Мика тем временем равнодушно отходит в сторону. Остальные парни подходят к нему, пока он поднимает валяющийся на земле пульт, и напряжение отступает так же легко, как разбиваются волны о скалистый берег.

— Отвратительно, — шепчет Одди. Она смотрит на меня, а я пытаюсь ей улыбнуться сквозь сдерживаемую ярость. Я сейчас подражаю Себастьяну и впервые понимаю его потрясающую фальшивую улыбку. У него большой опыт.

Отем встает и отряхивает сухую траву со своих джинсов.

— Думаю, нам нужно уйти.

— Ты в порядке? — сделав то же самое, спрашиваю я.

— Ага, — отвечает она. — Просто не моя тусовка. Зачем только Коул общается с этими мудаками?

Это тоже не моя тусовка. Я чувствую облегчение.

— Понятия не имею.

Мэнни идет за нами и пытается отговорить.

— Ребят, вы же только что приехали. Неужели не хотите устроить гонки этих машин?

— Я говорила Таннеру, что еще с утра неважно себя чувствую, — сочиняет Одди. — А сейчас стало хуже.

— Отвезу ее домой, — говорю я, пожав плечами, будто она тащит меня отсюда против воли.
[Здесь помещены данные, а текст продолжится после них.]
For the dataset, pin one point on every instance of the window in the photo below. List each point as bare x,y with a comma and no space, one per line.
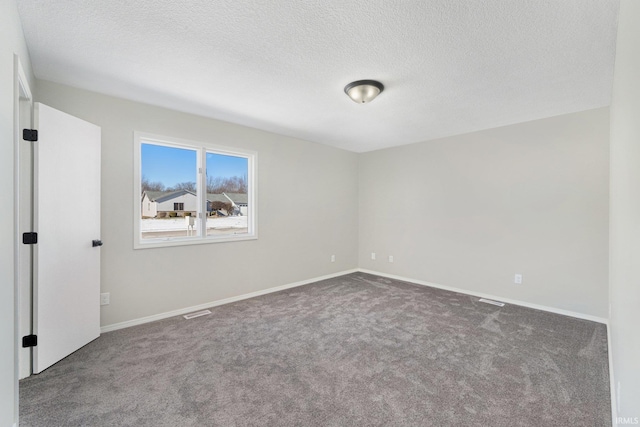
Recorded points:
191,193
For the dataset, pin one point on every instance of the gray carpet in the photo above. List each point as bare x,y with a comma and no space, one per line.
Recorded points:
357,350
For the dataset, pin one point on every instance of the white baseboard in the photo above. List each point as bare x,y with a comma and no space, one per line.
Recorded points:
612,382
181,311
493,297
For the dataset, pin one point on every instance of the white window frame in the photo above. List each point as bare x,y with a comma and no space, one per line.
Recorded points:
202,149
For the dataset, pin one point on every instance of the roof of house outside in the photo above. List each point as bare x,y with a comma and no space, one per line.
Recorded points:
163,196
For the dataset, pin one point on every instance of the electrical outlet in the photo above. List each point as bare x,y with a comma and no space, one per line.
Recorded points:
104,298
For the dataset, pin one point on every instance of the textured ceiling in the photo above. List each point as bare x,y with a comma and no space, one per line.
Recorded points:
448,67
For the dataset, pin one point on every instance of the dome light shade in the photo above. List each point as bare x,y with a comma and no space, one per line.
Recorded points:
363,91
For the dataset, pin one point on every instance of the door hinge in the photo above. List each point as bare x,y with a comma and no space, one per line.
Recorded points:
29,341
30,238
30,134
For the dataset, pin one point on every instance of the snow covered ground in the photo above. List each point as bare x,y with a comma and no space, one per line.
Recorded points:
177,224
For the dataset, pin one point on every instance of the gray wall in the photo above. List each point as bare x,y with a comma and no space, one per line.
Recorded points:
11,42
307,207
470,211
625,213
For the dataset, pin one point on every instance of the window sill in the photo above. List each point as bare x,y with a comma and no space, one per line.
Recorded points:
189,241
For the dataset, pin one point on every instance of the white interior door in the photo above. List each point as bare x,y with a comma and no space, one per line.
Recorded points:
67,220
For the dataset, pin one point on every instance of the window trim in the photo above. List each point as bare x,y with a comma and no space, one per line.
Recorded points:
202,148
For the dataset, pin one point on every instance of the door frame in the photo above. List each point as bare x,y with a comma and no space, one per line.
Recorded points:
21,91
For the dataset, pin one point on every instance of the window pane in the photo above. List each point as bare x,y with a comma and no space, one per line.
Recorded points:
169,192
227,194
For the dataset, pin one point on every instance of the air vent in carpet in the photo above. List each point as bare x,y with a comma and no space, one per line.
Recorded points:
490,301
196,314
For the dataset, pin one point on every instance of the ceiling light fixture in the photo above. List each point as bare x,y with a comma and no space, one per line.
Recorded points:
363,91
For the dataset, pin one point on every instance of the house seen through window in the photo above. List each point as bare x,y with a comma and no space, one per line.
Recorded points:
193,193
Но гонки дистанционно управляемых машинок плюс гомофобия — это все-таки не мое.

Проводив нас до машины, Мэнни останавливает меня, прежде чем я успеваю сесть за руль.

— Таннер, по поводу того, что сказал Илай…

По шее покалывающе проносится жар.

— А что он сказал?

— Ой, да ладно тебе, — смеется Мэнни и смотрит в сторону, словно говоря «Не заставляй меня повторять это вслух». — В общем, Илай идиот.

Я хочу скорее сесть в машину.

Это так странно.

И очень плохо.

Словно он знает обо мне. Но как он узнал?

Не любящий ходить вокруг да около, Мэнни поднимает солнцезащитные очки на голову и, смущенно прищурившись, смотрит на меня.

— Танн, подожди. Хочу, чтобы ты знал: у нас все окей, да? Я бы никогда не позволил, чтобы кто-то наговорил тебе всякого дерьма.

Я не сопротивляюсь, когда он притягивает меня в свои объятия, но при этом чувствую себя рядом с ним бессильным и маленьким. Где-то на задворках памяти пытаюсь найти, где и как успел выдать себя, и когда Мэнни понял, что мне нравятся парни. Но ничего подобного вспомнить не получается.

— Мэнни, приятель. Все окей. Я даже не понимаю, о чем ты.

Отстранившись, он смотрит на Отем, стоящую очень неподвижно. А потом снова поворачивается ко мне.

— Эй, ладно тогда, чувак. Извини. Я недопонял.